Market View
On performance
BTC performance has been sluggish since spot bitcoin ETFs were launched in the US, despite these funds capturing $824M in net inflows since January 11. Part of that has had to do with the rebalancing of allocations away from less efficient bitcoin holding vehicles to more efficient ones like ETFs – as well as the rotation away from higher fee products in some jurisdictions to the lower fee products in the US. That said, there were around $371M in net ETF outflows between January 22 and 24, though it’s unclear what part of that includes reported FTX sales of their (remaining) 22.3M shares outstanding in Grayscale Bitcoin Trust (GBTC), if any. Supposedly, over 2/3rds of their GBTC holdings have been confirmed to be sold as of January 22, according to Bloomberg.

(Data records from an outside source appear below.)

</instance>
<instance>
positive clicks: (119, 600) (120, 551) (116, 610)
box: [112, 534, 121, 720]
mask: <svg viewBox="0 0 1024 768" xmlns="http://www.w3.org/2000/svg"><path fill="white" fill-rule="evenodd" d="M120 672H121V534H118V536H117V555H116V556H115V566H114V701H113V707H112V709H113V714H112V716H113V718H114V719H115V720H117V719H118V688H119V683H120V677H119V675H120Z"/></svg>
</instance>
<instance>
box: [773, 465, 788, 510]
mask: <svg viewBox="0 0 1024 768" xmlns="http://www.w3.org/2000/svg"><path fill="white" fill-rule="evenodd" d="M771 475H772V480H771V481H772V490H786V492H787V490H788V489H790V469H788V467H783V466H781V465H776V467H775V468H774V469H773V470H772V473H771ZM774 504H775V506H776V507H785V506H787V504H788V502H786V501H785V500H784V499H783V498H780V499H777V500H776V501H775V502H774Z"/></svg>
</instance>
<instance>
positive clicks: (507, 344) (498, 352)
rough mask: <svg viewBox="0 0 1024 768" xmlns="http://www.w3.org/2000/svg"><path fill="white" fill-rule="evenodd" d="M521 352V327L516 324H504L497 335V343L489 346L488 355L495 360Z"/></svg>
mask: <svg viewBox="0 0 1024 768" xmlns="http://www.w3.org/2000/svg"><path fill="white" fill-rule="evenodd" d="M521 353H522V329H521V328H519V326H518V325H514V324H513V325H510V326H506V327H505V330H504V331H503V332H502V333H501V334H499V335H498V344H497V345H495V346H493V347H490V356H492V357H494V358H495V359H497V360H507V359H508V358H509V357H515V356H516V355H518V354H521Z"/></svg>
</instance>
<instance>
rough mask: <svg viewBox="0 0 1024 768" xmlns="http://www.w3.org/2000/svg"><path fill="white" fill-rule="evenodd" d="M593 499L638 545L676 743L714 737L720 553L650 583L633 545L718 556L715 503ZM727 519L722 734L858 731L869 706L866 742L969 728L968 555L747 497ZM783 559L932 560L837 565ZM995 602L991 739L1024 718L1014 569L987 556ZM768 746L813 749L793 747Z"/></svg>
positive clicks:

All of this is to say that we still have an incomplete picture of the market dynamics currently at play, including the full extent of displaced ETF flows. For example, there’s been little transparency with regards to the continued liquidation proceedings at insolvent Three Arrows Capital, who had once been the largest holder of GBTC with 38.9M shares. This may explain why global bitcoin spot volumes (across multiple centralized exchanges) have come down this week, according to CoinMetrics – albeit at $9.1B per day, this is still 1.8x higher than the 4Q23 average. Volumes associated with spot ETFs in the US currently account for around $1.5B daily (see Chart 1).
What has been clear is that bitcoin prices have triggered some key liquidation levels on the way down. We’ve previously mentioned that some market players may have been stocked up on bitcoin spot inventory ahead of the ETF launch and sold CME futures, both as protection and to take advantage of the basis. While, normally, unwinding these structures should only have a nominal impact on underlying performance, we suspect closing these positions at scale may have also impacted market liquidity and disrupted CTA signals at a particularly inopportune time.

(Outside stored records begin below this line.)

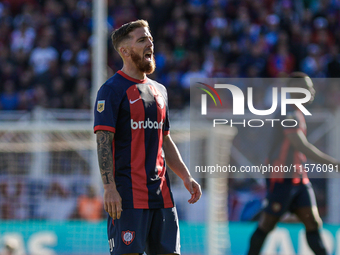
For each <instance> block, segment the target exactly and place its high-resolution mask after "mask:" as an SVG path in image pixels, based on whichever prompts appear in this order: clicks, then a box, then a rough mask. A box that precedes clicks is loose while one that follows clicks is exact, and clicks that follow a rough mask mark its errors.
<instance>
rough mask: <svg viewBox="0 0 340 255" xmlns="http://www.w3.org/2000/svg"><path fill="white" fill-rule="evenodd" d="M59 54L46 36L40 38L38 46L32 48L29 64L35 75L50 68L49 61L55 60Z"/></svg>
mask: <svg viewBox="0 0 340 255" xmlns="http://www.w3.org/2000/svg"><path fill="white" fill-rule="evenodd" d="M58 57H59V54H58V52H57V50H56V49H55V48H54V47H52V46H51V45H50V43H49V41H48V39H47V38H41V39H40V40H39V42H38V47H36V48H35V49H33V50H32V53H31V56H30V64H31V65H32V67H33V70H34V72H35V74H36V75H41V74H43V73H45V72H47V71H48V70H49V69H50V66H51V63H52V62H53V61H57V60H58Z"/></svg>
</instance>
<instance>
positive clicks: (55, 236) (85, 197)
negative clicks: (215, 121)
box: [0, 114, 233, 255]
mask: <svg viewBox="0 0 340 255" xmlns="http://www.w3.org/2000/svg"><path fill="white" fill-rule="evenodd" d="M184 119H186V118H185V117H183V116H182V117H181V116H176V114H175V115H174V116H172V120H173V121H172V127H171V136H172V138H173V140H174V141H175V143H176V145H177V146H178V148H179V150H180V152H181V155H182V157H183V160H184V161H185V163H186V164H187V165H188V166H189V165H190V166H191V173H192V175H193V176H194V178H195V179H196V180H198V182H199V183H200V184H201V185H202V188H203V196H202V198H201V200H200V201H199V202H198V203H196V204H194V205H190V204H188V202H187V200H188V199H189V198H190V194H189V193H188V191H187V190H186V189H185V188H184V186H183V183H182V181H181V180H180V179H179V178H178V177H177V176H176V175H175V174H174V173H173V172H172V171H169V175H170V178H171V184H172V190H173V194H174V198H175V202H176V205H177V210H178V214H179V220H180V228H181V250H182V254H184V255H201V254H202V255H203V254H210V255H219V254H228V242H229V238H228V217H227V179H226V178H227V176H222V177H218V178H205V177H203V176H200V175H198V174H197V173H195V169H193V166H194V165H198V164H199V165H202V164H214V163H213V162H215V164H216V163H218V164H221V165H222V164H227V163H228V160H229V154H230V144H231V140H232V137H233V131H230V130H229V131H226V130H224V131H223V132H222V133H221V132H220V133H213V135H212V133H211V132H210V131H209V130H208V129H201V130H195V131H194V132H190V131H191V130H190V125H189V122H188V121H184ZM190 133H191V134H190ZM212 138H213V140H212ZM190 148H191V150H190ZM193 154H194V155H195V156H194V157H191V156H190V155H193ZM190 163H191V164H190ZM89 197H90V198H91V199H92V200H91V199H86V198H89ZM101 199H102V184H101V178H100V176H99V170H98V163H97V156H96V143H95V136H94V135H93V131H92V122H91V121H89V120H84V121H79V120H78V121H70V120H49V121H41V120H34V121H23V122H15V123H14V122H3V123H2V124H1V125H0V252H1V251H4V250H5V246H6V245H7V246H8V245H12V246H13V247H15V254H16V255H39V254H41V255H43V254H44V255H53V254H65V255H73V254H85V255H86V254H87V255H101V254H108V250H109V244H108V242H107V237H106V215H105V212H104V210H103V207H102V204H100V208H101V209H98V206H97V204H98V203H101Z"/></svg>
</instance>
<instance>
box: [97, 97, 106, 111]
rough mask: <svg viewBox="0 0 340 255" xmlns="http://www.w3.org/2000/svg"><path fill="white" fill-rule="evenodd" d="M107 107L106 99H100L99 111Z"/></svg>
mask: <svg viewBox="0 0 340 255" xmlns="http://www.w3.org/2000/svg"><path fill="white" fill-rule="evenodd" d="M104 109H105V100H100V101H98V102H97V111H98V112H102V111H104Z"/></svg>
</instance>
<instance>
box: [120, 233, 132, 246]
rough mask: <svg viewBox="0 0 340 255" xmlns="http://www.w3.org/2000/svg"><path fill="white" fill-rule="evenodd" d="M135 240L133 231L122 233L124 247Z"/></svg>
mask: <svg viewBox="0 0 340 255" xmlns="http://www.w3.org/2000/svg"><path fill="white" fill-rule="evenodd" d="M134 239H135V231H130V230H127V231H122V240H123V242H124V243H125V244H126V245H129V244H131V243H132V242H133V240H134Z"/></svg>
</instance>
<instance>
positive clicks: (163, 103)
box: [156, 95, 164, 109]
mask: <svg viewBox="0 0 340 255" xmlns="http://www.w3.org/2000/svg"><path fill="white" fill-rule="evenodd" d="M156 101H157V103H158V105H159V107H160V108H161V109H163V107H164V100H163V97H162V96H161V95H157V96H156Z"/></svg>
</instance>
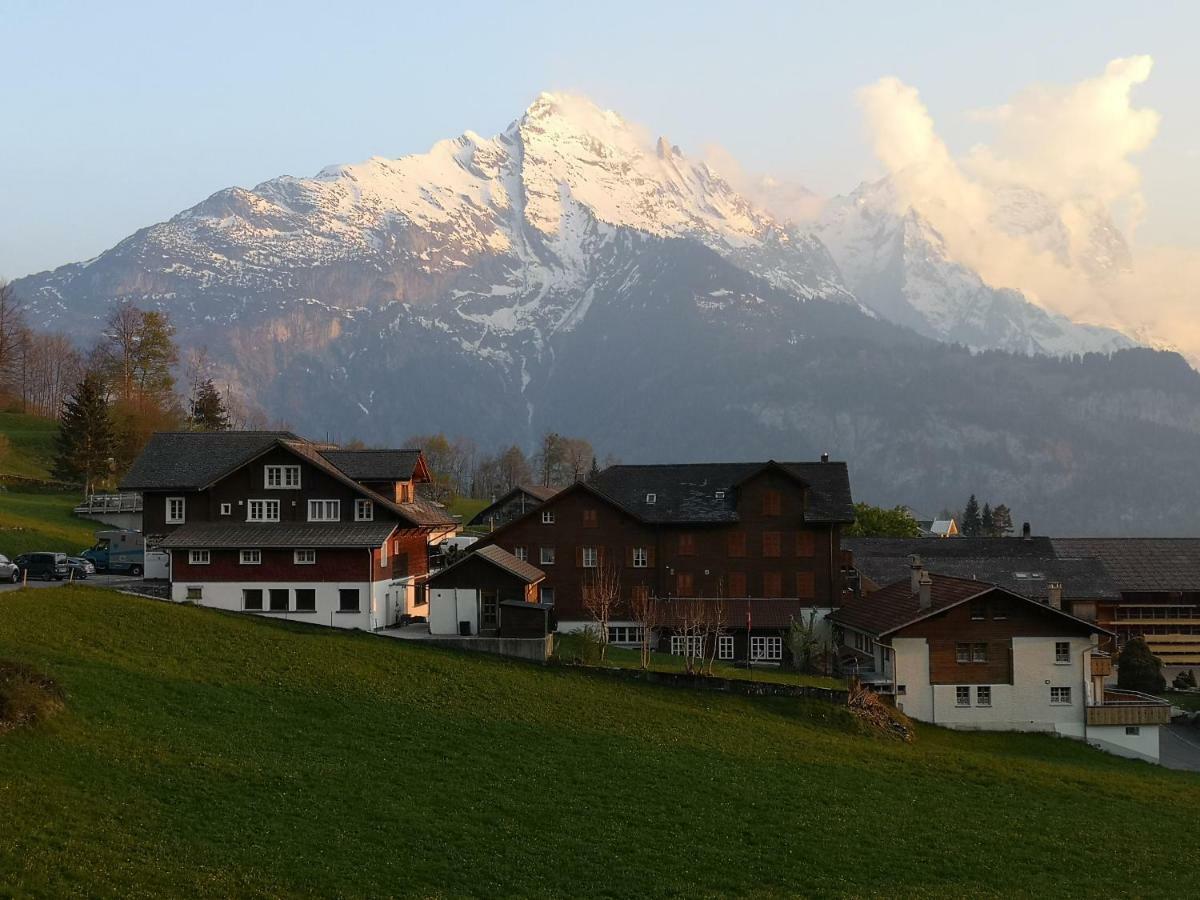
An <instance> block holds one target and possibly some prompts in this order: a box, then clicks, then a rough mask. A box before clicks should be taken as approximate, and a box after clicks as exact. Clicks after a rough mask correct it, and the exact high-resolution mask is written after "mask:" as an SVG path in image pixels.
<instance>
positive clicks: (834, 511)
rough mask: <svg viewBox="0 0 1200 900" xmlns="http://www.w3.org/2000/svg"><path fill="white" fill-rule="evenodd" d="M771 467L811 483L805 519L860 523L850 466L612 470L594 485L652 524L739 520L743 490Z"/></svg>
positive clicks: (760, 465)
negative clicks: (651, 496) (649, 495)
mask: <svg viewBox="0 0 1200 900" xmlns="http://www.w3.org/2000/svg"><path fill="white" fill-rule="evenodd" d="M769 466H776V467H778V468H780V469H781V470H784V472H786V473H787V474H790V475H792V476H793V478H797V479H799V480H800V481H803V482H804V484H805V485H808V487H809V496H808V506H806V509H805V512H804V518H805V521H808V522H847V523H848V522H853V521H854V506H853V502H852V500H851V496H850V475H848V473H847V470H846V463H844V462H784V463H773V462H716V463H685V464H667V466H610V467H608V468H607V469H605V470H604V472H601V473H600V474H599V475H598V476H596V478H595V479H593V480H592V481H590V486H592V487H593V488H594V490H595V491H598V492H599V493H601V494H604V496H605V497H607V498H608V499H611V500H612V502H613V503H616V504H617V505H618V506H620V508H623V509H624V510H626V511H628V512H630V514H632V515H634V516H637V517H638V518H641V520H642V521H646V522H662V523H666V522H671V523H684V524H686V523H695V524H704V523H720V522H736V521H737V518H738V515H737V498H736V488H737V486H738V485H739V484H742V482H743V481H745V480H746V479H749V478H751V476H754V475H756V474H757V473H758V472H761V470H763V469H766V468H767V467H769ZM719 493H720V494H721V496H718V494H719ZM647 494H654V503H653V504H650V503H647V502H646V497H647Z"/></svg>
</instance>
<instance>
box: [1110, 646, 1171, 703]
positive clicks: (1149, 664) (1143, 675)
mask: <svg viewBox="0 0 1200 900" xmlns="http://www.w3.org/2000/svg"><path fill="white" fill-rule="evenodd" d="M1117 688H1127V689H1128V690H1133V691H1145V692H1147V694H1162V692H1163V690H1164V689H1165V688H1166V679H1165V678H1163V664H1162V662H1159V661H1158V656H1156V655H1154V654H1153V653H1151V652H1150V647H1147V646H1146V642H1145V640H1142V638H1140V637H1135V638H1133V640H1132V641H1127V642H1126V646H1124V647H1123V648H1122V649H1121V654H1120V655H1118V656H1117Z"/></svg>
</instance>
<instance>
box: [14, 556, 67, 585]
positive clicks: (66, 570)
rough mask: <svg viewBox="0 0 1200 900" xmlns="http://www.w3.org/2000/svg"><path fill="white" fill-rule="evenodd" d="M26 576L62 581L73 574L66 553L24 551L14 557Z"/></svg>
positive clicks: (29, 577)
mask: <svg viewBox="0 0 1200 900" xmlns="http://www.w3.org/2000/svg"><path fill="white" fill-rule="evenodd" d="M12 562H14V563H16V564H17V565H18V566H19V568H20V571H22V576H23V577H26V578H41V580H42V581H62V580H64V578H66V577H67V576H68V575H70V574H71V568H70V566H68V565H67V554H66V553H23V554H20V556H19V557H17V558H16V559H13V560H12Z"/></svg>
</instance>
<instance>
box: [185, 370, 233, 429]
mask: <svg viewBox="0 0 1200 900" xmlns="http://www.w3.org/2000/svg"><path fill="white" fill-rule="evenodd" d="M190 418H191V421H192V426H193V427H194V428H197V430H198V431H229V415H228V414H227V413H226V408H224V401H222V400H221V392H220V391H218V390H217V389H216V385H214V384H212V379H211V378H205V379H204V380H203V382H200V384H199V386H198V388H197V391H196V401H194V402H193V403H192V412H191V416H190Z"/></svg>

This latter point is consistent with what we’ve seen in terms of the large spike in open interest for CME bitcoin futures in the ten days prior to the launch of these ETFs, when the number of outstanding contracts peaked at 27,250 (a notional value of US$6.3B). In recent days, the open interest on CME bitcoin futures seems to be stabilizing near 22,400 contracts ($4.5B) – in line with the December average. Volumes are also beginning to settle near the December average of $2.6B (see Chart 2). This suggests many of those positions have since been unwound, which if true, may at least relieve one source of short-term bitcoin pressure.
Nevertheless, other sources of technical selling pressure remain. For example, we recently received a reminder that the Mt. Gox Rehabilitation Trust plans to repay 141,686 BTC to creditors sometime before October 31, 2024. There have been reports that the trustee is completing its identity verification process in preparation for making payments. So far, no bitcoin has been distributed, and the trustee is still sitting on 137,891 BTC in its wallet, a balance that has remained constant since May 2018.
Soft landing at last?
The Federal Reserve meeting on January 30-31 will be the most important macro event to watch next week with the board in a black out period until then. Recent US economic data seems to be affirming the soft landing scenario that markets have mostly priced in; we recently saw a combination of stronger than expected GDP growth alongside PCE indicators reinforcing the disinflationary trend. The odds of the US avoiding a recession or even a sustained contraction seem higher today than they were two months ago, as reflected in a much less inverted US 2y10y yield curve. Total corporate profits are up 50% since 2020. How this will affect the Fed’s policy stance remains the key question, particularly with regards to the likelihood of cuts in March and the tapering of the quantitative tightening program.
March may be a pivotal macro month for other reasons as well. The Bank Term Funding Program (BTFP) will expire on March 11, and officials have recently signaled that it will not be extended. Note too that the interest rate on the lending program was recently adjusted up. In our view, the fundamental risks to regional banks haven't changed materially since the BTFP was enacted in 2023 with continued low long-term bond valuations and weakness in commercial real estate loans. Any fallouts here could heighten bitcoin’s narrative as a safe haven asset amid the instability in existing systems.
Finally, the draining of assets in the Reverse Repo Purchase (RRP) facility over the last year may become a problem in the months ahead, potentially unsettling market liquidity conditions with little recourse to alternatives. Thus, we expect a continued choppy period throughout the next one or two months until the market receives more directional certainty closer to these March deadlines.